The sample consisted of 59 between-group and 9 within-group studies. Of the between-group studies, 39 (66%) used random assignment, 13 (22%) had multiple comparison groups, 39 (66%) used a standardized treatment protocol, but only 26 (44%) explicitly reported using raters unaware of the study hypothesis or treatment assignment, and only 20 (34%) reported using experienced raters. Study sample sizes ranged from 12 to 133 participants for between-group studies (total N = 2,753), and from 7 to 286 for within-group studies (total N = 725). The mean sample size for the skills training treatment group was 23.8 in between-group studies and 69.2 in within-group studies. Control groups had a mean of 20.7 participants and alternate comparison groups had a mean of 14.8 participants. Fewer than half of the between-group studies, but seven of the nine within-group studies reported attrition rates. Attrition for between-group studies ranged from 0% to 58%, with a mean of 18%. The range for within-group studies was 5% to 73%, with a mean of 26%. Only 14 (24%) of the between-group studies and 4 (44%) of the within-group studies included follow-up measures. In most instances, the follow-up period was 3 months or less.
Training Program Characteristics
Training program characteristics are described in Table 1 . For most studies, the training period was brief.

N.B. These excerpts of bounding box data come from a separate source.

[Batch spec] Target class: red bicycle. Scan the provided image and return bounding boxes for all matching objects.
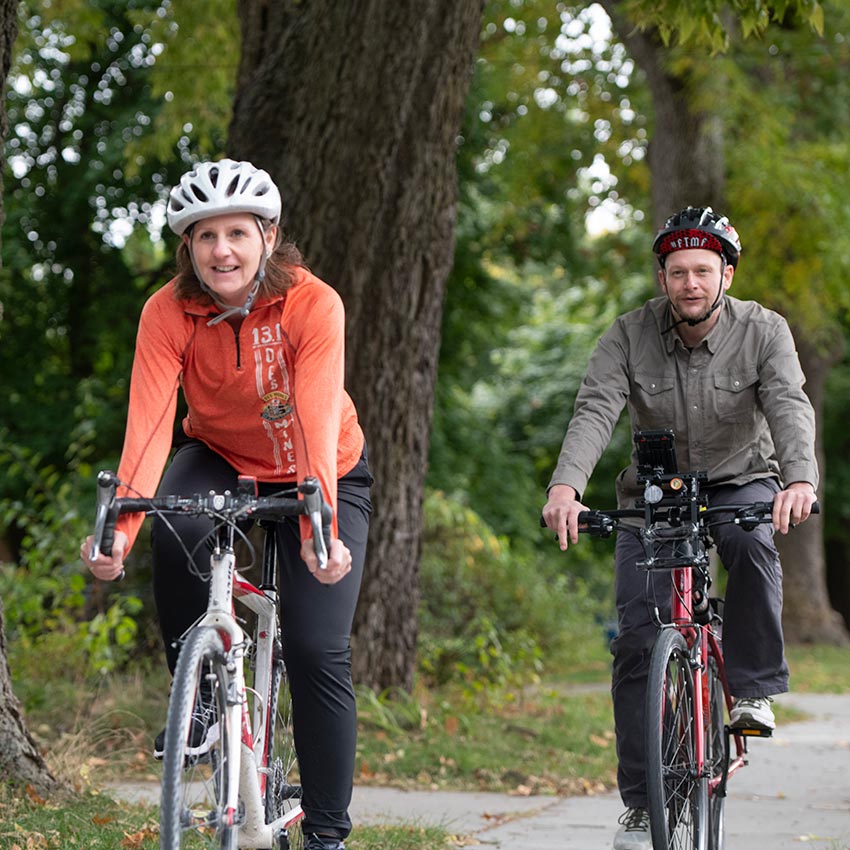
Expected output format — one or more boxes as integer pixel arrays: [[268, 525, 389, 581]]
[[568, 432, 818, 850]]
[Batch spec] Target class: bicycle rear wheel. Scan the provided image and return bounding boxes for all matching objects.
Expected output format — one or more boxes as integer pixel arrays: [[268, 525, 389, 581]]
[[265, 644, 304, 850], [646, 629, 708, 850], [705, 655, 729, 850], [160, 628, 239, 850]]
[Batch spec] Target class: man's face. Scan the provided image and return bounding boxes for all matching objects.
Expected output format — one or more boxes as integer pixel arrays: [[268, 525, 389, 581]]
[[658, 248, 735, 324]]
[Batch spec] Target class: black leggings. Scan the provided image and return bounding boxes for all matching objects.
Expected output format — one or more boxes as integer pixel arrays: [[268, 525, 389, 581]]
[[151, 440, 372, 838]]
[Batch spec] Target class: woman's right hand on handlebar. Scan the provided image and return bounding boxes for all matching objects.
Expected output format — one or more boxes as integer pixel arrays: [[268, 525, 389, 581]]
[[80, 531, 130, 581], [301, 537, 351, 584], [543, 484, 587, 551]]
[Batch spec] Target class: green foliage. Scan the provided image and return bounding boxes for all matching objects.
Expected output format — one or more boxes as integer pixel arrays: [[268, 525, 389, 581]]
[[722, 4, 850, 342], [419, 484, 610, 703], [0, 443, 141, 677], [619, 0, 820, 51], [0, 0, 225, 470]]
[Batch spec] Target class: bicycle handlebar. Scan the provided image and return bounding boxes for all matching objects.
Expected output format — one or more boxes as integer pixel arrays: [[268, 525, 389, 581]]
[[568, 502, 820, 537], [89, 470, 333, 569]]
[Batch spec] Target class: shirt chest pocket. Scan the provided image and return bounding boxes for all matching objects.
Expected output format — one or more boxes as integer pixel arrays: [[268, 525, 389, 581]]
[[630, 372, 675, 429], [714, 372, 758, 422]]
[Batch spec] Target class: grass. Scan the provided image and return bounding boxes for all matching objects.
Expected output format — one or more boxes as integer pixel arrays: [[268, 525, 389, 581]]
[[0, 636, 850, 850], [787, 645, 850, 694], [0, 786, 456, 850]]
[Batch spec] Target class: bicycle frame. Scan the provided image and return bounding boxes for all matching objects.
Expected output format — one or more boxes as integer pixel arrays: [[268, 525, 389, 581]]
[[193, 524, 303, 847], [663, 566, 747, 796]]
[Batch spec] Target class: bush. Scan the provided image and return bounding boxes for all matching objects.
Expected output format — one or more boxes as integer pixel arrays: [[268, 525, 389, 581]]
[[0, 444, 141, 674], [419, 491, 610, 697]]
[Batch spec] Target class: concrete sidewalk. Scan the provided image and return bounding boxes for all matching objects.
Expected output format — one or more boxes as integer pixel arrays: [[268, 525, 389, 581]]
[[110, 694, 850, 850], [351, 694, 850, 850]]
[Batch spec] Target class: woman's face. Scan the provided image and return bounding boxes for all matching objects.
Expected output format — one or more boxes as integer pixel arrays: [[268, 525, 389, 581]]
[[183, 213, 276, 307]]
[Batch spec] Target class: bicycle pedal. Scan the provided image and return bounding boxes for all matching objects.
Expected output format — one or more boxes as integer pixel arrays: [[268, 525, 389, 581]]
[[726, 726, 773, 738]]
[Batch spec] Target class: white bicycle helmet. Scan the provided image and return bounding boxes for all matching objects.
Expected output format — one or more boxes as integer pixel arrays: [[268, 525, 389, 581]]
[[167, 159, 281, 236]]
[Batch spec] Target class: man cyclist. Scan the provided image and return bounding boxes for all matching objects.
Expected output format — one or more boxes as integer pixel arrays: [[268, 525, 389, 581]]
[[543, 207, 818, 850]]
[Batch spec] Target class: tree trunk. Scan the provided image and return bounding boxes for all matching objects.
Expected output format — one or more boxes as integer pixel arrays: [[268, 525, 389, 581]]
[[0, 599, 60, 797], [776, 331, 850, 646], [0, 0, 58, 795], [228, 0, 483, 688]]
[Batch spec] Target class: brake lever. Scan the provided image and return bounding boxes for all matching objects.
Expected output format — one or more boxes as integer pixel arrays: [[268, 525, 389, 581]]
[[298, 476, 333, 570]]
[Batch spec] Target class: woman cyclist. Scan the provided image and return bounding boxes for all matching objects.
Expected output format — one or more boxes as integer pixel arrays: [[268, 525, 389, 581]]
[[81, 159, 372, 850]]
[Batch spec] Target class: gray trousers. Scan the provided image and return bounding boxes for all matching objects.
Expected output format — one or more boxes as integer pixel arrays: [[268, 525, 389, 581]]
[[611, 479, 788, 808]]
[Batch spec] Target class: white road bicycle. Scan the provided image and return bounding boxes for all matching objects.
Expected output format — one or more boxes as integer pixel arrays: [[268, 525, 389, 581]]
[[92, 472, 331, 850]]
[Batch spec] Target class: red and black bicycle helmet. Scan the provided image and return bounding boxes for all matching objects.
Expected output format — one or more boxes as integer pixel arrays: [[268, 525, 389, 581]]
[[652, 207, 741, 268]]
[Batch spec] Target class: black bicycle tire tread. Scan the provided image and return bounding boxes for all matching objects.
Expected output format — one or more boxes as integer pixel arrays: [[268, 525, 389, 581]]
[[160, 627, 236, 850]]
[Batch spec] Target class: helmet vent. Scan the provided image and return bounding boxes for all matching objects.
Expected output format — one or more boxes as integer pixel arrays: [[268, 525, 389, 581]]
[[192, 183, 209, 203]]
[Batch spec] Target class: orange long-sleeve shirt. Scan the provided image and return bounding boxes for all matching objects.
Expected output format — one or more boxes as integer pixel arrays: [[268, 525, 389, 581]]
[[117, 269, 364, 546]]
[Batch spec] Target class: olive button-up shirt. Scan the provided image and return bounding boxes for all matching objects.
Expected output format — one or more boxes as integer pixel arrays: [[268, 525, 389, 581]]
[[549, 296, 818, 502]]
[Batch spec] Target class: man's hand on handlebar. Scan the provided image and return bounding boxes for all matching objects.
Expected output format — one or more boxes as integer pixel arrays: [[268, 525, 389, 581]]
[[543, 484, 587, 551], [773, 481, 817, 534], [301, 537, 351, 584], [80, 531, 129, 581]]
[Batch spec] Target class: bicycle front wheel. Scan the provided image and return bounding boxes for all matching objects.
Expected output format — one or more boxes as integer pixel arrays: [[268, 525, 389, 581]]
[[160, 628, 239, 850], [265, 646, 304, 850], [646, 629, 708, 850]]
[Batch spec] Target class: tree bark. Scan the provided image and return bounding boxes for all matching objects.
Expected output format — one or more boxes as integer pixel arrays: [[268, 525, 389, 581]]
[[228, 0, 483, 688], [0, 0, 59, 796], [600, 0, 726, 229], [0, 599, 61, 797], [776, 331, 850, 646]]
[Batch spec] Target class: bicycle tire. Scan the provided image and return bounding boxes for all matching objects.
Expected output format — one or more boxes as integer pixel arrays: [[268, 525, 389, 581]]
[[705, 655, 729, 850], [646, 629, 708, 850], [160, 628, 239, 850], [265, 645, 304, 850]]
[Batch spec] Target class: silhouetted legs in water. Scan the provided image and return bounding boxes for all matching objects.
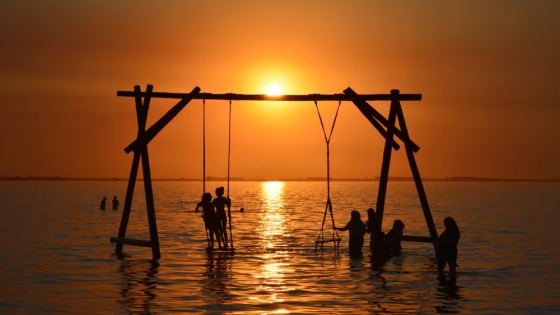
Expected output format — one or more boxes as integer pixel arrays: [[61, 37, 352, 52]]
[[385, 220, 404, 256], [113, 196, 119, 210], [99, 197, 107, 210], [366, 208, 377, 253], [213, 187, 231, 248], [436, 217, 461, 281], [334, 210, 366, 257], [195, 193, 222, 249], [371, 232, 391, 265]]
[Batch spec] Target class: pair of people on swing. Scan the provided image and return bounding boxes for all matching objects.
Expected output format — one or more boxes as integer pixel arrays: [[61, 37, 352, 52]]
[[335, 208, 404, 261], [335, 208, 461, 281], [195, 187, 231, 249]]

The training programs evaluated by the between-group studies were substantially less intensive than those evaluated by the within-group studies, as judged by both mean number of hours (17.1 vs. 61.0) and mean number of weeks (6.2 vs. 13.0) of training. Most training programs incorporated standard core behavior techniques (e.g., instruction, modeling, behavioral rehearsal, and feedback). Fewer than half, however, included a specific mechanism to promote generalization.
Although the literature search criteria explicitly included studies examining training in all types of skills, social skills training clearly predominated, with 81% of the between-group studies focusing on training either general interpersonal or assertiveness skills. Other skill areas included prevocational skills (five studies), activities of daily living (three studies), and micro-interpersonal, affective management, and cognitive skills (one study each). Within-group studies focused on general interpersonal skills (five studies) or activities of daily living (four studies). About two thirds of the studies were conducted in inpatient settings. Few of the inpatient studies included postdischarge information, and of those that did, most provided anecdotal information only.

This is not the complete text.